When an application, map, or web service is made available through a public (internet-facing and anonymously accessible) website or application, usually to public users, a common question is how this access can be properly secured. Organizations want to provide easy access to users, such as the general public, by not requiring authentication or an established account. Understandably, they want to be sure that data is not misused, improperly accessed, or retained by these end users.

In most web-based workflows, a client (often a web browser) requests information from a web server, generally as a map image, a set of spatial features and attributes, or a raster or vector map tile. These requests result in a response that is sent back to the client, which moves this partial or full representation of the data to the user’s client device, where it is used to render an indicator or image or provide the desired map experience. Considerations for data access are provided along common service types.

Map image layers

When accessing map image layers, also known as dynamic map services, the response image contains only pixels, which is a representation of the data with a specific cartographic configuration. It is generated on a server and returned to the client as an image. Map services can be configured to only allow this type of dynamic map image. This is done by disabling the Query capability of the map service. This will prevent any individual data records from being shared to the client. This configuration can reduce functionality, however, and should only be considered when simple map display is sufficient.

Feature layers

Feature Layers can be created from map or feature services. They differ from map image layers as they require the feature data, including its geometry and attributes, to be returned from the server to the client and are rendered in the client browser. Any publicly accessible feature layer is continually sending chunks of data to the client, which may be a request for a certain geographic extent or set of features from the server at a time. When an application makes use of a feature layer, the data is downloaded by the client in order to render it properly. Since feature layers rely on this transfer of data to the client, requirements such as “I want to ensure users don’t download data” are functionally incompatible with an app or workflow that is reliant on feature layers.

Image services

Image services allow users to dynamically request a specific extent to generate an image. The original image resolution can return an actual raster representation of data up to the maximum size of image that the service allows. These images are also downloaded to the client, such as a web, desktop, or mobile client, and are in effect sharing that subset of data directly to the client. Image services also support a download capability, that is not enabled by default, which can allow download of the original image or a converted format. This capability should generally be disabled unless specifically required for functionality in an app.

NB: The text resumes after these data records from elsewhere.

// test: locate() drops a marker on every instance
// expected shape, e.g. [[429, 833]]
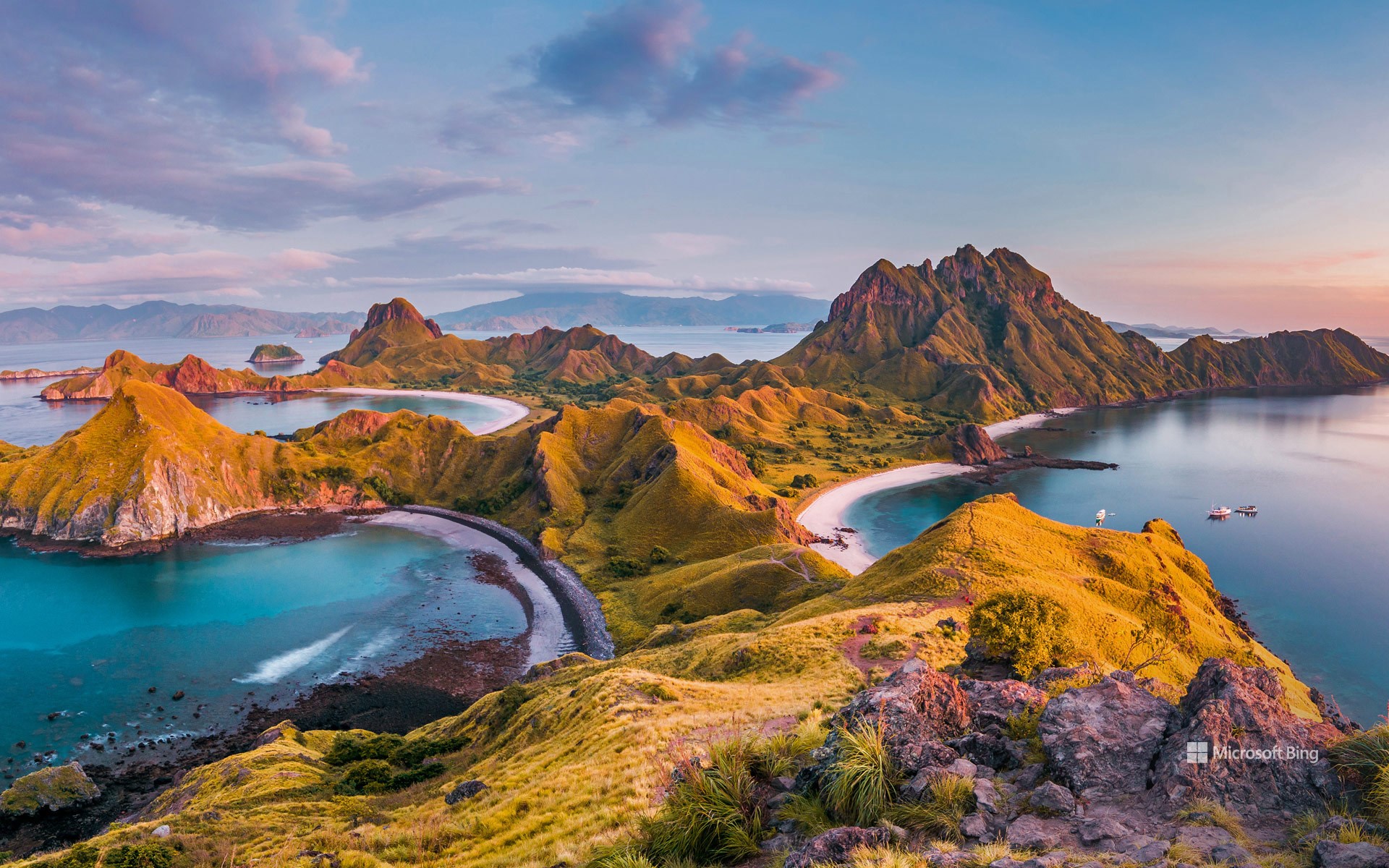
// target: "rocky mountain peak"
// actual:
[[396, 310]]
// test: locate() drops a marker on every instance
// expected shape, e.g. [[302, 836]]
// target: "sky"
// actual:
[[1177, 163]]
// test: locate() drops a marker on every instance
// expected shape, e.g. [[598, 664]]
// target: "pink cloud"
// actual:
[[195, 271]]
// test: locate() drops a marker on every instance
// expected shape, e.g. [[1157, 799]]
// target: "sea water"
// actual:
[[84, 641], [1312, 569]]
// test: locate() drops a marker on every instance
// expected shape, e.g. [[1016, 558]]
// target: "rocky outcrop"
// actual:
[[57, 788], [1116, 771], [271, 353], [388, 326], [1362, 854], [1100, 741], [917, 710], [1275, 762], [990, 336]]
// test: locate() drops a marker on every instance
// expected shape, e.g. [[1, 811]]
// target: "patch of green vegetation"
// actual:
[[1364, 757], [863, 778], [939, 810], [140, 856], [1027, 629]]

In the above service types, only in the map image layer scenario can data truly be restricted to user access. As the means of transmitting the data is through a rendered image, no attributes or specific geometries are available.

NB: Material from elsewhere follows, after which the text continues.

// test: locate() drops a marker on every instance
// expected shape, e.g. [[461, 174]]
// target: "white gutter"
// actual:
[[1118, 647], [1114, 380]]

Methods to secure public access

When data and services are made public, there are still several methods by which some level of restriction can be applied to the service, to reduce the number of users or public exposure.

Referrer-based limiting

Referrer-based limiting is one common pattern for restricting data usage. This requires either a reverse proxy or other type of proxy which can inspect individual HTTP requests to the service and reject those that do not provide a Referrer HTTP request header with a value that matches an allow list. By convention, all browsers generate and send this request header from applications that request resources from another domain, so it is a reliable method to control browser-based traffic.

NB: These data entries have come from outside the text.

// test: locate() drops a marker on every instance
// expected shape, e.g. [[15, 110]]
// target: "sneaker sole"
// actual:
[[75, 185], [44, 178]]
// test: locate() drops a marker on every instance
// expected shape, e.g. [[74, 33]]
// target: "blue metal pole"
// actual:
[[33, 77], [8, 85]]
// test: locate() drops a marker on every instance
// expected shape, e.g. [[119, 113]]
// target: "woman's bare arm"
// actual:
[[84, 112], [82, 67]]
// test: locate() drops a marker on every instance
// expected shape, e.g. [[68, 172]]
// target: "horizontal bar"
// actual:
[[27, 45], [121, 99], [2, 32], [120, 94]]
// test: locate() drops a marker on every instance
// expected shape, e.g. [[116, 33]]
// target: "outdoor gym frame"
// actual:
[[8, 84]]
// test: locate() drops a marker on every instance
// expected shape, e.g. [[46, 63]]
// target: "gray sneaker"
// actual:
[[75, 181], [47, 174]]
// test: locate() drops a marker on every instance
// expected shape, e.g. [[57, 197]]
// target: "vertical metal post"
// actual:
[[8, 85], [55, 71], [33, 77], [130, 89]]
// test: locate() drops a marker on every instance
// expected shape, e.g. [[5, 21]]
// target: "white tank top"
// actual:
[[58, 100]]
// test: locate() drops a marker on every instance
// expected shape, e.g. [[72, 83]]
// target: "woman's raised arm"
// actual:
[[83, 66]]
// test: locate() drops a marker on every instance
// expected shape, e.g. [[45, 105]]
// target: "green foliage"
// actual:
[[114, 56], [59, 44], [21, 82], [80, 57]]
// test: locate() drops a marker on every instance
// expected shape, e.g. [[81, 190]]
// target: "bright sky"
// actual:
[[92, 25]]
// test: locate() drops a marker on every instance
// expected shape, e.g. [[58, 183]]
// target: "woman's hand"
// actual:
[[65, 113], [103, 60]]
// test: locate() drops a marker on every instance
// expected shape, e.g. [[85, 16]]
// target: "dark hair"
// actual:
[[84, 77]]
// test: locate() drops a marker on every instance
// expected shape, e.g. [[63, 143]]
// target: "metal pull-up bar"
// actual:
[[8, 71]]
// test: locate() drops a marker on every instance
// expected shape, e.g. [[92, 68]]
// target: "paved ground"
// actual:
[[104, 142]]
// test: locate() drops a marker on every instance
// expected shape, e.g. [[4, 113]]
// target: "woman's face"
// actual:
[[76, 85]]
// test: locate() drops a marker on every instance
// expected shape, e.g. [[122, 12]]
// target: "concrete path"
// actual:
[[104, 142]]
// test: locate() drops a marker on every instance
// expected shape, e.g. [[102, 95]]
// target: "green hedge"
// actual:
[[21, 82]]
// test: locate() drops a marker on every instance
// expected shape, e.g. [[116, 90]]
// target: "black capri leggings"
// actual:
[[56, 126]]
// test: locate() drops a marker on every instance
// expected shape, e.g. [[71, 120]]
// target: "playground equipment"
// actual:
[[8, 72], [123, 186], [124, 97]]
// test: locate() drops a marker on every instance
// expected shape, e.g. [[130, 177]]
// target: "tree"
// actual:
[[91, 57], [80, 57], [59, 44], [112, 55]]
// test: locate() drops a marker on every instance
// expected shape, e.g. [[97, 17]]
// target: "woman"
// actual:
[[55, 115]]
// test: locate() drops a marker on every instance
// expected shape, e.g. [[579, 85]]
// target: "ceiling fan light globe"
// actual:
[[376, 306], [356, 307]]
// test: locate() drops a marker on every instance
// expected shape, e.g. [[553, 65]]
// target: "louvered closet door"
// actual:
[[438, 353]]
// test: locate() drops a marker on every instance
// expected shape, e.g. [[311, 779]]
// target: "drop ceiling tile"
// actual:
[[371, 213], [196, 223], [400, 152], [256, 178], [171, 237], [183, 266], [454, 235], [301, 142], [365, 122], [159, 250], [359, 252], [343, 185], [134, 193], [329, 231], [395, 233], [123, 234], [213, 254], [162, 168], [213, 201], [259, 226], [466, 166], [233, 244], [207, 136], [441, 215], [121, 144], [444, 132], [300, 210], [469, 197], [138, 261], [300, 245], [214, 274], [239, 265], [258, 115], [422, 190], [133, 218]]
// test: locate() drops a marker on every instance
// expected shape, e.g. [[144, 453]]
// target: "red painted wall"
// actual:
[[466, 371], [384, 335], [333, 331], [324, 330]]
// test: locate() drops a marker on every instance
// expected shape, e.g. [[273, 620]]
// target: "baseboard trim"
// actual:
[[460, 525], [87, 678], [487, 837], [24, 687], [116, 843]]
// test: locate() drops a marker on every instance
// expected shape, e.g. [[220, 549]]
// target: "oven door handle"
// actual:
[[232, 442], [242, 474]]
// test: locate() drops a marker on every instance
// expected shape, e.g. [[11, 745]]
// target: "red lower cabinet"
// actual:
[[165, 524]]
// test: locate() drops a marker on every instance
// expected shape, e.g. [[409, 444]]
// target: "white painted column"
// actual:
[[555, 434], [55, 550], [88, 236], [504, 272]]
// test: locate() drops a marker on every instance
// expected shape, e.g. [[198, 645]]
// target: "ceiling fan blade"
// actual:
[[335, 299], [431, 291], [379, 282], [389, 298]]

This can be an effective method of discouraging some misuse, but does not secure the data completely, as a referrer header can easily be spoofed by a motivated party or added to a scripted or programmatic request to allow the request to pass through the proxy. ArcGIS Location Platform API keys can be scoped to only support specific domains in the referrer header and similarly limited to being used in an application on that domain or by a motivated party who can spoof that header value.

Source IP range

Restricting requests based on a source IP range is another option to secure access. It can allow a resource to be requested anonymously, but only when the originating IP for the request is within an expected range like a local area network or NAT-based external IP for an organization. These restrictions can be applied at a web server, load balancer, or reverse-proxy level. IP-based filters can also be useful for filtering access from certain countries or geographies, or for allowing access from a particular system with a fixed external IP address.

API key

Using an API key is another common method of restricting re-use of a public layer. This involves adding an API key to each request, which is validated by an API Management or reverse proxy layer and rejects requests that do not include a valid API key. While this can prevent simple misuse, it is relatively easy for a motivated user to identify the API key being used and re-use that to make requests in their own application or service. API keys are sent from the browser or client application to the server, so they are always client-visible and can be potentially extracted and reused for other purposes. The best method for mitigating this risk is to enforce allowed referrers on a per-key basis and monitor keys for unexpected or malicious use.

Summary

In summary, when the desired audience of an application or service is the broader public, it is best to consider all data accessible in that application to be fully public. Most of the restrictions suggested above can be worked around, and a motivated party can generally find a way to extract a copy of the data for reuse. Carefully managing access, disclaimers, and making data available through public data sites, are all methods for mitigating this concern about sharing data publicly, and through these practices some concerns about improper use may be partially mitigated.